A Doctor Tops the 2006 Graduating Class

After final grade calculations, it was clear that Dr. Niño Ismael Pastor will graduate as valedictorian in 2006.

Niño is a physician by profession and he holds office at the Department of Health (DOH). He is not your typical physician, though. Niño is a public health specialist in applied epidemiology at the DOH’s National Center for Disease Prevention and Control. Although a medical doctor, Niño’s program with UPOU was not related to health programs. He took the Diploma in Research and Development Management (DR&DM) program.Niño decided to enroll at UPOU because he wanted to pursue higher education without leaving his work. He believed that UPOU offered the best distance learning standards for the program that he really wanted.

According to Niño, DR&DM has helped him very much in his work. What he learned from this program has guided him in developing a systems framework for disability and health. The DOH did not have this framework when he joined it, and had problems when accounting for its performance in the sector for persons with disabilities (PWD). The systems framework that Niño developed has become an “in-thing” in DOH and is now literally being copied in application to other health issues and programs.

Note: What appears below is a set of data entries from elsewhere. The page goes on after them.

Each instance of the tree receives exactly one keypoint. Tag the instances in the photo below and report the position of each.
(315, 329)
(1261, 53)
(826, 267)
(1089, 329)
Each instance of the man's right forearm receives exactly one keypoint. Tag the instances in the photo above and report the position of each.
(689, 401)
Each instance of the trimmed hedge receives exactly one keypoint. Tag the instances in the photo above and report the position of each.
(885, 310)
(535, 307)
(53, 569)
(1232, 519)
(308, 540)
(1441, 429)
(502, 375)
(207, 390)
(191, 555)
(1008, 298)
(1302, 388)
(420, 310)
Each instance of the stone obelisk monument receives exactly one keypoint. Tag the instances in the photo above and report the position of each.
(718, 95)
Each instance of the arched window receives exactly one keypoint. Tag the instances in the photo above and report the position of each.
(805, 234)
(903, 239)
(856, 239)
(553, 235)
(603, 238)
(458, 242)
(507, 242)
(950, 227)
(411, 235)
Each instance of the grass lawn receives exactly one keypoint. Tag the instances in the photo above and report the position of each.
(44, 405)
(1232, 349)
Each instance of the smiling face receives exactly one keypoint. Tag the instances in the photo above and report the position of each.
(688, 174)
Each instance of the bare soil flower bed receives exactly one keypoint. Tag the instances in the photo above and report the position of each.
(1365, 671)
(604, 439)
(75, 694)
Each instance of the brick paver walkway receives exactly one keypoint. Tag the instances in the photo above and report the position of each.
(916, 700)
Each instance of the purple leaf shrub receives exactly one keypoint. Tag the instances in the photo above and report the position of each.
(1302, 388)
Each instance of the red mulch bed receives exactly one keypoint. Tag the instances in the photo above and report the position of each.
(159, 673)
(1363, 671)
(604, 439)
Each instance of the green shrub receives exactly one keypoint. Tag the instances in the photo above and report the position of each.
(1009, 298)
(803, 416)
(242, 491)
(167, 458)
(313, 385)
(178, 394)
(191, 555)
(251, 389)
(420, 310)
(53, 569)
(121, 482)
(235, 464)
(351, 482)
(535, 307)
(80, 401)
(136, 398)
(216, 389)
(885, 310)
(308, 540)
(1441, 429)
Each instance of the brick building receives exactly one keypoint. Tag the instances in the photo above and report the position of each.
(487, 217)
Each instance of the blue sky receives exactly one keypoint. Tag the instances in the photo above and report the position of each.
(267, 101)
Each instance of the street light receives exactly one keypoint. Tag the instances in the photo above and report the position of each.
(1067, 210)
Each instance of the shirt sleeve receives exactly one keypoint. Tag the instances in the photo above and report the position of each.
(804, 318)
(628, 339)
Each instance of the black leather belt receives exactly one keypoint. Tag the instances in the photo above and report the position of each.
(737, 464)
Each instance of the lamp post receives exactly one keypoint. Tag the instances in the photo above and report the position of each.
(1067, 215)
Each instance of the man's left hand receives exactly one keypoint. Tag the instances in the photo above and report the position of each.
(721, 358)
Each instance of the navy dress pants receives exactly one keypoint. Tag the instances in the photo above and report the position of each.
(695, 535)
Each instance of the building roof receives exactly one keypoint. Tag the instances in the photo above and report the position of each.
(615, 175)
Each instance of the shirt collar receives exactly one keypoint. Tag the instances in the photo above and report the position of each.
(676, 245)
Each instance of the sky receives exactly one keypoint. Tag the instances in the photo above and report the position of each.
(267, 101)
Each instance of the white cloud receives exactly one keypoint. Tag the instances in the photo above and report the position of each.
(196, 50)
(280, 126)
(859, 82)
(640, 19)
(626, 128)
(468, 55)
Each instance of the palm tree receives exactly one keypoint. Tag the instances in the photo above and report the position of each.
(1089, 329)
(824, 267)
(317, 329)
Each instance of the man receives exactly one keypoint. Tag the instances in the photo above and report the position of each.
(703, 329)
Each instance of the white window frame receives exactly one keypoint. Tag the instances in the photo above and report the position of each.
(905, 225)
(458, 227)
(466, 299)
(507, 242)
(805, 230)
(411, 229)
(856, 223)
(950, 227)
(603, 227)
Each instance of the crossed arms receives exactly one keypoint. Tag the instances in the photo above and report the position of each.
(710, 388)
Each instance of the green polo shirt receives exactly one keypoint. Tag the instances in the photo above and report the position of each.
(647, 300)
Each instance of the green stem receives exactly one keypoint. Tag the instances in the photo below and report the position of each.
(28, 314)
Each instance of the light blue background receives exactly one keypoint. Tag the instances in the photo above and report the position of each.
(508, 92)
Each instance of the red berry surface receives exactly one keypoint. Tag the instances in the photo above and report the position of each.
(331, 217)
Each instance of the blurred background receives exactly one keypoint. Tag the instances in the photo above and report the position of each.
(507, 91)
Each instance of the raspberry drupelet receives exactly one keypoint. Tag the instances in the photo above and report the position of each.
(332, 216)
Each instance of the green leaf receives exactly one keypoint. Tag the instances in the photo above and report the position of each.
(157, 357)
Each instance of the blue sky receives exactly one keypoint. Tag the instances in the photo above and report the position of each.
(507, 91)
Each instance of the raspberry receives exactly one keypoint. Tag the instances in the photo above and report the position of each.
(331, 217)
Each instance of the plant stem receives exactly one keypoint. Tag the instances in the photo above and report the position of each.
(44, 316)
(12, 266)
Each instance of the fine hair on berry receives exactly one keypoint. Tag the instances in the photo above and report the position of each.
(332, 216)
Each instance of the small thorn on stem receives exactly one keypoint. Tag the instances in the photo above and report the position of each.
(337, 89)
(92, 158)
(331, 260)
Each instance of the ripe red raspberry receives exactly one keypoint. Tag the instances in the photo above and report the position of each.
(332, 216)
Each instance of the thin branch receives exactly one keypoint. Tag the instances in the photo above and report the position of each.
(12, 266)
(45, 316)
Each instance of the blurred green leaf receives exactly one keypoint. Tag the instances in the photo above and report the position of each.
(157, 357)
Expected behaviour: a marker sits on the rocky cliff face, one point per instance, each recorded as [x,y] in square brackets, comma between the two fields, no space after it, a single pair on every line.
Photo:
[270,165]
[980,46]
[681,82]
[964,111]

Balancing work and study was not much an issue for Niño. According to Niño, he does not delineate work and study “as if they are like fire and water.” What he does is relate the two mentally. While working he uses the basic concepts from his studies and vice versa. He considers his studies and work to supplement and complement each other. “Time was just a kind of virtuality that conformed to how you push certain activities and suppressed others,” says Niño.

One of his memorable and rewarding experiences in UPOU was when he was able to put in actual use the concepts he learned from his courses into actual situation. It was during one seminar on PWD when he served as a panelist to discuss constraints on program development. While waiting for the participants to arrive, he read his Reader in DR&DM. During the seminar, the strengths and weaknesses that were identified by the participants were the ones predicted and identified in the Reader. “It was a feeling of sudden empowerment knowing why systems fail,” says Niño.
When asked if he would recommend UPOU to his colleagues and friends, a definite yes was his answer.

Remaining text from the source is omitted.